In fact, calves can even die from scours (diarrhea) drinking their mother’s milk because it’s so high in nitrogen. Jerry has seen this in England, where they’ve used urea on their pastures to try to green them up and get production, but the quality has gone to hell. And then milk urea nitrogen levels are so elevated that the calves actually die from scours. The veterinarians are at a loss. They think it’s some kind of bug.
Or they think it’s a vaccine deficiency. What it is, is toxic milk from nitrogen fertilizers on a monoculture of ryegrass. That’s the problem. Jerry has seen this problem in New Zealand, which we think of as a green, southern emerald isle. But New Zealand unfortunately is nuking the entire island with super phosphate and urea. As a consequence, they’re starting to grow more corn silage there because they can’t get the production out of their cows, because the nitrogen levels when they go up too high, the “funny protein” levels create all this blood urea nitrogen (BUN) and milk urea nitrogen (MUN), and the livers get hammered.
The livers are now working hard to get rid of this poison. Work is energy consumed. If energy’s consumed for detoxification, it cannot be diverted for what you really have the cows for, which is milk production. You lose milk production and you lose body condition. They start getting skinny. They’re literally milking the fat off their backs to try to provide enough energy for the liver to detoxify all of this nitrogen. That’s been one of the biggest problems they’ve had.
Nitrogen actually is much more of a greenhouse gas once it becomes neither nitrogen dioxide nor nitrous oxide than CO2 is. We were worried about the CO2 levels hovering around 400ppm, but the nitrous oxide levels are escalating because we use so much nitrogen in agricultural practices, on the golf courses, and on the lawnscapes that people have. They don’t realize what they’re doing to the ecosystem of their root ball while, at the same time, they don’t realize that these things are volatiles.
It’s not unusual for a golf course tank of fertilizers and pesticides to have a value somewhere between $10,000 to $20,000 dollars per tank, which might be a couple of hundred gallons that they’re spraying on. In a year’s time, you’re looking at probably $100,000 to $200,000 dollars’ worth of chemicals being sprayed on an 18-hole course.
Which is 125 acres of land. It’s a tremendous amount of poison. Up in Canada, interestingly enough, they’re not allowed to use any lawn pesticides on residential properties or public properties. The only ones that are exempted from that are the agriculture community and golf courses. But the lawn care companies that go out, like Chemlawn in the U.S. …it’s crazy that an American can go into Walmart, buy a Scotts-type fertilizer with 2,4-D in there, apply it all over their landscape, and then wonder why their dog gets cancer. Or why their kids are having all kinds of metabolic problems.

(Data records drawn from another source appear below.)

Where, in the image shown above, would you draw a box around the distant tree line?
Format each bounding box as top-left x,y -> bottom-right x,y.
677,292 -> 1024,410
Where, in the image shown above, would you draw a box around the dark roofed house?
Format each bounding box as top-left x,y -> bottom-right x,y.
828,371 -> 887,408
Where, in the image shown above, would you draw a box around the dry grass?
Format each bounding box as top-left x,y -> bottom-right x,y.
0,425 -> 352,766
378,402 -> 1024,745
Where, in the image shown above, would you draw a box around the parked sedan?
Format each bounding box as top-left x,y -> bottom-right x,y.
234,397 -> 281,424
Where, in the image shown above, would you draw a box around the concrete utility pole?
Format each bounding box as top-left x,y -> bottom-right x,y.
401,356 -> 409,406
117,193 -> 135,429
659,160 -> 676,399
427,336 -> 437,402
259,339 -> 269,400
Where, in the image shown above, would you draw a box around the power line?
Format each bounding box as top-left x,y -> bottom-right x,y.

You’re walking around on that lawn, you’re breathing that stuff, and you’re absorbing it through the soles of your feet, which, of course, are very, very effective at absorbing lots of things.
If you want to have a good lawn, first of all, if you look at the old 1950s and 1960s seed mixes, you’ll see that there’s a lot of diversity in the lawn seed. They would have somewhere between five to ten percent clover in there. Now they don’t want clover.

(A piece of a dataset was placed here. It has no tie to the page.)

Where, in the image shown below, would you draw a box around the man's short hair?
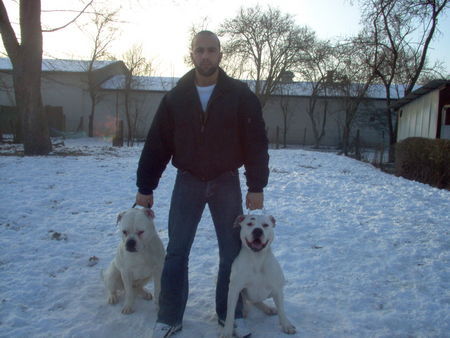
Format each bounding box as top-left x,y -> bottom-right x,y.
191,30 -> 220,51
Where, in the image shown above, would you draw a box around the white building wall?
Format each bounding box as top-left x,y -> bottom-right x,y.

They consider clover a broad-leaf weed. Or they have to get rid of clover because it is a broad leaf, and they have to get rid of dandelions, plantains, and some of these other, edible broad leaves. They’d have to use a 2,4-D or a broad-leaf herbicide on this. If you want to have a good, healthy lawn or a golf course, first of all, the fairways, in Jerry’s opinion, should go back native. Whatever grows, grows. Mow it, that’s fine. But let whatever shows up, show up.
And as far as the putting green, Jerry feels they need to bring back compost and soil, and replace a lot of the sand. He has actually formulated products that can be mixed in with the sand that basically create a soil where you can start getting roots to go down into that mixture a foot to maybe 16 inches, which is hard to believe that a plant that has a 16th of an inch top could put a root depth in a foot. That’s because the biology is so incredibly forgiving to all of this. That’s what’s fantastic about this.
There’s not much interest from golf courses in seeking out organics. It’s the same reason why organic lawns are in the minority -- people have the psychological mindset that a dandelion doesn’t belong. Dandelions are evil.
Jerry’s grandparents made him go out and pick bags full of dandelions, and they ate them by the score. People don’t realize that dandelions are actually soil aerators. Much of the reason dandelions grow is that you have tight soil compaction, where you have calcium deficiencies or you have potassium to calcium ratios that are out of balance.
Weeds are indicators. If you understand weeds and you really look at the actual botany and the actual natural ecology of weeds, you’ll find that weeds could oftentimes tell you what really is wrong with your soil. And we’re not talking about an occasional weed; we’re talking about a proliferation of weeds.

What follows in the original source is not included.